"The outlook revision reflects Fitch's general concerns over Taiwan's banking system brought about by the banks' aggressive growth in unsecured consumer loans and the subsequent deterioration in the quality of such loans as compounded by the authorities' inept handling of the unfolding debacle," says Jonathan Lee, senior director in Fitch's financial institutions group.
The annualised charge-off rates on credit card and cash-card loans soared to 14% and 17% respectively in January 2006 from a level of around 6% in recent years. The initial rise in the delinquency rates in the third quarter of 2005 was due mainly to the banks' overly aggressive approach in growing these high-risk portfolios and inadequacies in their credit scoring models. But in Fitch's view, a subsequent worsening of credit quality has been triggered by the government's misguided response to the consumer debt fiasco.

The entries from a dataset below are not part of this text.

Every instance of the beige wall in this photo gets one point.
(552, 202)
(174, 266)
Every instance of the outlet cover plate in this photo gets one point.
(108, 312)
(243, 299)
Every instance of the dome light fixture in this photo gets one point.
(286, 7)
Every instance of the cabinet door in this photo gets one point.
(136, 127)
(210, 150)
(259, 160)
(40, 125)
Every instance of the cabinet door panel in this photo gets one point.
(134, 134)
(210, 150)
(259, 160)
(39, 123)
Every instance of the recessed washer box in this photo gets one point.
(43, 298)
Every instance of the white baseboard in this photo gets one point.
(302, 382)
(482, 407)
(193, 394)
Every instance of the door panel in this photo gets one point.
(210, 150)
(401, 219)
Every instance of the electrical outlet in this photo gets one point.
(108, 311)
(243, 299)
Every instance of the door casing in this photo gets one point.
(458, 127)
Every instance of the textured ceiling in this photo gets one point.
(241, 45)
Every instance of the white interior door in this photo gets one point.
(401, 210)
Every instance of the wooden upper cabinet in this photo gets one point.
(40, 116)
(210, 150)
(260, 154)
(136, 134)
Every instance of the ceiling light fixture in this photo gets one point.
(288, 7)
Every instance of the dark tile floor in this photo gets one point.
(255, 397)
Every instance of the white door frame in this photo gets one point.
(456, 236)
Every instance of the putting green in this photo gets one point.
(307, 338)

Since December 2005 the government has responded to popular pressure to assist heavily indebted borrowers and penalise lenders. Measures proposed but not yet implemented include caps on interest rates at well below-market levels and a new bankruptcy law focusing mainly on individuals. Measures already implemented include pressure on banks to restructure the loans of heavily indebted borrowers at low interest rates.
The media in Taiwan has also stirred up the popular pressure by running educational stories for heavily-geared customers about how to deal with (or avoid) collection agencies, as well as how to negotiate with banks and use laws for self-protection. Legislators have claimed that some of the credit-card issuers were trying to set traps and make huge profits on unsuspecting customers.

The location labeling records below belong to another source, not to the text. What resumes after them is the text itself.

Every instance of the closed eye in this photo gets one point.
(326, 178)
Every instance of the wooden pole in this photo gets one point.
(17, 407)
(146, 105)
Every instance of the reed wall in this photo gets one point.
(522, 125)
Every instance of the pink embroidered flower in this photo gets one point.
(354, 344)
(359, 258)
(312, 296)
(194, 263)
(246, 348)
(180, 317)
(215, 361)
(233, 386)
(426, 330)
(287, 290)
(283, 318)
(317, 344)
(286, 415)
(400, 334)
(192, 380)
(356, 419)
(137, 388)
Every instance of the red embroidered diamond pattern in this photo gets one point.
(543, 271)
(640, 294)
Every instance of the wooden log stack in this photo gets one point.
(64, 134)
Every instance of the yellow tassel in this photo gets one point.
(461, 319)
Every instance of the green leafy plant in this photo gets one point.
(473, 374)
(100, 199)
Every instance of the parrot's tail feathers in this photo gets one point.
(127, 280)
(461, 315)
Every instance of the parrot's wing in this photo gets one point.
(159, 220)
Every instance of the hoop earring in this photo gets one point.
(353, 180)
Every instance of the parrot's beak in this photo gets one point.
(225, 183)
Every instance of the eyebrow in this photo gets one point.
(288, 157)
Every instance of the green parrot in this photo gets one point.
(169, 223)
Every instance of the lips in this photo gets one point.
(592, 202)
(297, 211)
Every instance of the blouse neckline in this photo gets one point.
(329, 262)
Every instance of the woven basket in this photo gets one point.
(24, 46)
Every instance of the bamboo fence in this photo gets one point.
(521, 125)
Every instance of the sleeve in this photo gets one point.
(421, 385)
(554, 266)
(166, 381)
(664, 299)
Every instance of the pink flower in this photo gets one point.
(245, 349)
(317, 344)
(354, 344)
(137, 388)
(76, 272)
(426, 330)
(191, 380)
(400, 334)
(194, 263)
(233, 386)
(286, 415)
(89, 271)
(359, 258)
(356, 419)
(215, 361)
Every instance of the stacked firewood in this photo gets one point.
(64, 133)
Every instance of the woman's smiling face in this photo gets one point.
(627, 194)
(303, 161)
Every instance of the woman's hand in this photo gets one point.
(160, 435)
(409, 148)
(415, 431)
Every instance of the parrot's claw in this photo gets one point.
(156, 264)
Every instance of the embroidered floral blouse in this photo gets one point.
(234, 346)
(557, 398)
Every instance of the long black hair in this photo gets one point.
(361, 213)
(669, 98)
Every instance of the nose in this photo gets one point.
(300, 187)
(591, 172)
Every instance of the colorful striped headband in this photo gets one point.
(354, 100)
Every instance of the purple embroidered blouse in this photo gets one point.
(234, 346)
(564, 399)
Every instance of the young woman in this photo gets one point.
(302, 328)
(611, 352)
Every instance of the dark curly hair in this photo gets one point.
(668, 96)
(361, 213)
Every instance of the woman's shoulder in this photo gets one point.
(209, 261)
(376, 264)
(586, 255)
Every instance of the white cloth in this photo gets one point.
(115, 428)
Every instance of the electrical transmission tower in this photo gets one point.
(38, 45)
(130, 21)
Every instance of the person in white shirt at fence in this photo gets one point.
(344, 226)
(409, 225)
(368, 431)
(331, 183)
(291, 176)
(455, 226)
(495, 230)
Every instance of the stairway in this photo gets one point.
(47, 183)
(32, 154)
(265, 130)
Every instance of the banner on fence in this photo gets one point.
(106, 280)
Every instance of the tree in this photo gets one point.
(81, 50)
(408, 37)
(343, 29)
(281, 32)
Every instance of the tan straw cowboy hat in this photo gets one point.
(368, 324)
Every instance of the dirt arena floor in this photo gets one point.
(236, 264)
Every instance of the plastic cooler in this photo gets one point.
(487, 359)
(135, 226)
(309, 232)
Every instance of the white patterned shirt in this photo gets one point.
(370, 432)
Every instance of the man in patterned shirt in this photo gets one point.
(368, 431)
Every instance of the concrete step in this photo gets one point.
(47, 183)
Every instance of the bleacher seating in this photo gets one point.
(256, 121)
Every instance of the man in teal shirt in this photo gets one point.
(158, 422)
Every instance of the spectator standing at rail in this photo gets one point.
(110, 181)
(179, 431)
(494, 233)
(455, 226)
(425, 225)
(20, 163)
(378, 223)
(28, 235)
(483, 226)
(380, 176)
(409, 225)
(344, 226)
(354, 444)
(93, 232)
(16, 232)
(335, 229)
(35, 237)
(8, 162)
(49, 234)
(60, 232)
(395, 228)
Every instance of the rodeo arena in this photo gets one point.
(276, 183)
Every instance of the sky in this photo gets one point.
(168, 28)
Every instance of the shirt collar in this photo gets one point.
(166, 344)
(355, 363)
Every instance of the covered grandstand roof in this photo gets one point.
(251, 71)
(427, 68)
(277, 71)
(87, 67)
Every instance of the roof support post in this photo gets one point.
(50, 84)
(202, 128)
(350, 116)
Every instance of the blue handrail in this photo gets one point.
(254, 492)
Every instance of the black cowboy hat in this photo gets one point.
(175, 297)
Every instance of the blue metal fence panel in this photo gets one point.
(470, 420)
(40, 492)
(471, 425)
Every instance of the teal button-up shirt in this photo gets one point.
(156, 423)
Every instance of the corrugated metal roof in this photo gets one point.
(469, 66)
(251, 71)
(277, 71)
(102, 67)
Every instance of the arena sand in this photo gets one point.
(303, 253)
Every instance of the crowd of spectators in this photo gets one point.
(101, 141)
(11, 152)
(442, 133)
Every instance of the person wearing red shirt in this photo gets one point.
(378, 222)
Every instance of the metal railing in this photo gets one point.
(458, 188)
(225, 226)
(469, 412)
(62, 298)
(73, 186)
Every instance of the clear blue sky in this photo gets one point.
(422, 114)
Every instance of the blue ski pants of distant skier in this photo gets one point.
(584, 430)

The negative publicity spurred a sense amongst the debtor public that they were not alone and that the longer they waited the better the repayment conditions might get. The upshot: since its establishment last November up intil February, the restructuring conciliation board had received a mere 11,000 debt-restructuring applications while more than 400,000 customers have defaulted on their loans for more than three months.

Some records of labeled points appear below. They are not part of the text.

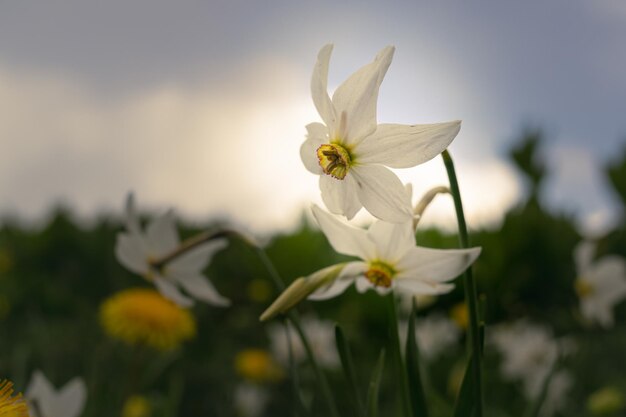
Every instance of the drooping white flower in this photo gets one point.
(250, 399)
(529, 353)
(600, 285)
(321, 334)
(351, 152)
(45, 401)
(390, 259)
(136, 249)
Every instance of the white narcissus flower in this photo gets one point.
(137, 249)
(351, 152)
(45, 401)
(529, 354)
(600, 285)
(390, 259)
(321, 334)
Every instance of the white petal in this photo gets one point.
(194, 261)
(382, 194)
(416, 287)
(319, 87)
(316, 136)
(71, 399)
(362, 285)
(131, 252)
(169, 291)
(342, 237)
(392, 240)
(340, 196)
(161, 235)
(201, 289)
(41, 391)
(405, 146)
(339, 285)
(583, 256)
(435, 265)
(132, 219)
(355, 99)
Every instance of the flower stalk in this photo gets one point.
(295, 320)
(187, 245)
(469, 285)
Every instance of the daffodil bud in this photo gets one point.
(300, 289)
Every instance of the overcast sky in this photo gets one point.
(201, 105)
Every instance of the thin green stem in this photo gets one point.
(469, 284)
(397, 355)
(293, 317)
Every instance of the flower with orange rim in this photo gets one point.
(141, 316)
(11, 405)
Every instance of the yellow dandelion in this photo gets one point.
(11, 405)
(256, 365)
(460, 315)
(141, 316)
(136, 406)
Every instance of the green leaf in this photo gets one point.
(372, 394)
(416, 388)
(348, 369)
(535, 407)
(465, 402)
(300, 408)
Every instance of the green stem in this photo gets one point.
(397, 355)
(293, 317)
(469, 284)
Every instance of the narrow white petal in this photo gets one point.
(196, 259)
(131, 252)
(169, 291)
(357, 96)
(317, 134)
(405, 146)
(382, 193)
(132, 219)
(340, 196)
(201, 289)
(339, 285)
(416, 287)
(161, 235)
(583, 256)
(435, 265)
(342, 237)
(392, 240)
(41, 391)
(71, 399)
(319, 87)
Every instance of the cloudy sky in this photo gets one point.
(201, 105)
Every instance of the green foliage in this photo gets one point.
(54, 278)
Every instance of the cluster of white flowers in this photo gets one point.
(601, 284)
(529, 354)
(137, 250)
(45, 401)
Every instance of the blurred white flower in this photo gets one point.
(435, 334)
(390, 259)
(529, 354)
(250, 400)
(600, 285)
(321, 334)
(45, 401)
(351, 152)
(137, 249)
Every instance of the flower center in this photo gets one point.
(380, 274)
(583, 288)
(334, 160)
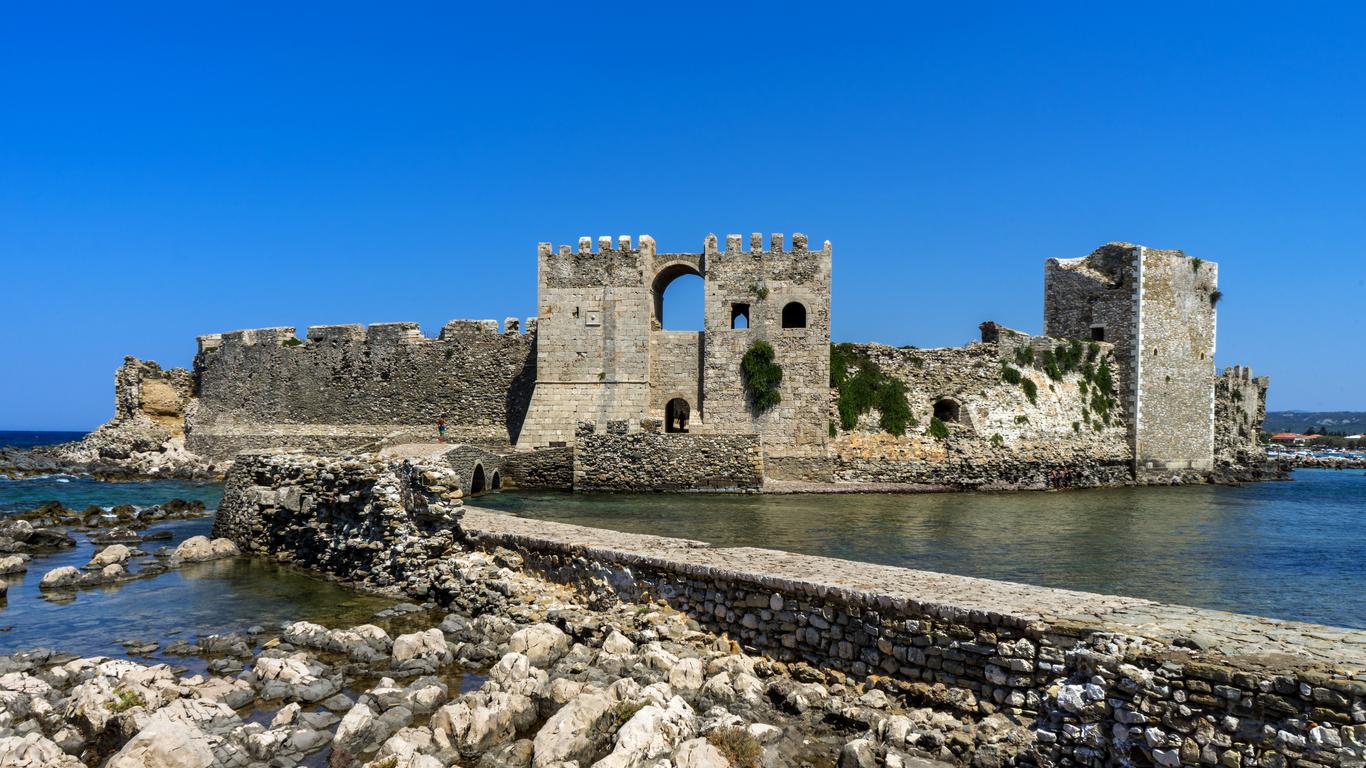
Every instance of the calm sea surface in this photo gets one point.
(1286, 550)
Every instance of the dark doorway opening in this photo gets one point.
(739, 316)
(945, 410)
(676, 413)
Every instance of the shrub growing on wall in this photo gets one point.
(865, 386)
(761, 376)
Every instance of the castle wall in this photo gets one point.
(1001, 439)
(676, 372)
(650, 461)
(347, 386)
(1157, 308)
(1176, 375)
(594, 320)
(768, 280)
(1239, 412)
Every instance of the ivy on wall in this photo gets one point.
(865, 386)
(761, 376)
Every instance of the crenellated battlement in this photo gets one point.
(387, 334)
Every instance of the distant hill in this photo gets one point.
(1303, 421)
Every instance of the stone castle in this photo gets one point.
(594, 394)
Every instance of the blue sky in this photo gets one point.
(185, 168)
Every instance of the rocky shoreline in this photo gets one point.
(548, 682)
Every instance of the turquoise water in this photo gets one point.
(198, 599)
(1286, 550)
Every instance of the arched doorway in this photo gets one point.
(676, 413)
(678, 298)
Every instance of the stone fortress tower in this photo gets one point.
(1157, 308)
(604, 357)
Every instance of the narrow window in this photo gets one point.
(675, 416)
(739, 316)
(945, 410)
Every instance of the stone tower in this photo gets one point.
(1157, 308)
(603, 354)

Fitch notes that the deterioration in the quality of Taiwan's consumer loans which began in mid-2005, was sharper and more sudden than expected, given the lenders' access to Taiwan's comprehensive consumer credit bureau. It highlights how overly-aggressive credit extension, market competition and inappropriate regulatory intervention can increase instability in banking systemse even with reasonably good risk management infrastructures.
"It is difficult to quantify the repercussions caused by the moral hazard problem. Fitch is concerned that, if not curbed, it may spread beyond card lending to contaminate the quality of other forms of consumer lending. Provided it does not spread to other areas, especially mortgage lending, the agency believes the extent of the ongoing credit card and cash-card debacles is manageable by the system as a whole," says Lee.
Fitch has conducted stress tests to analyse the effect on capital for all banks issuing credit cards and cash cards as well as the system as a whole. Fitch found that in a severe loss scenario (20% and 30% loss assumptions for credit-card receivables and cash-card loans respectively) the system would suffer a 100 basis point decline in its aggregate Tier 1 ratio to a still adequate 8.4%. However, the effects are unevenly distributed across banks with the more heavily exposed banks suffering the most.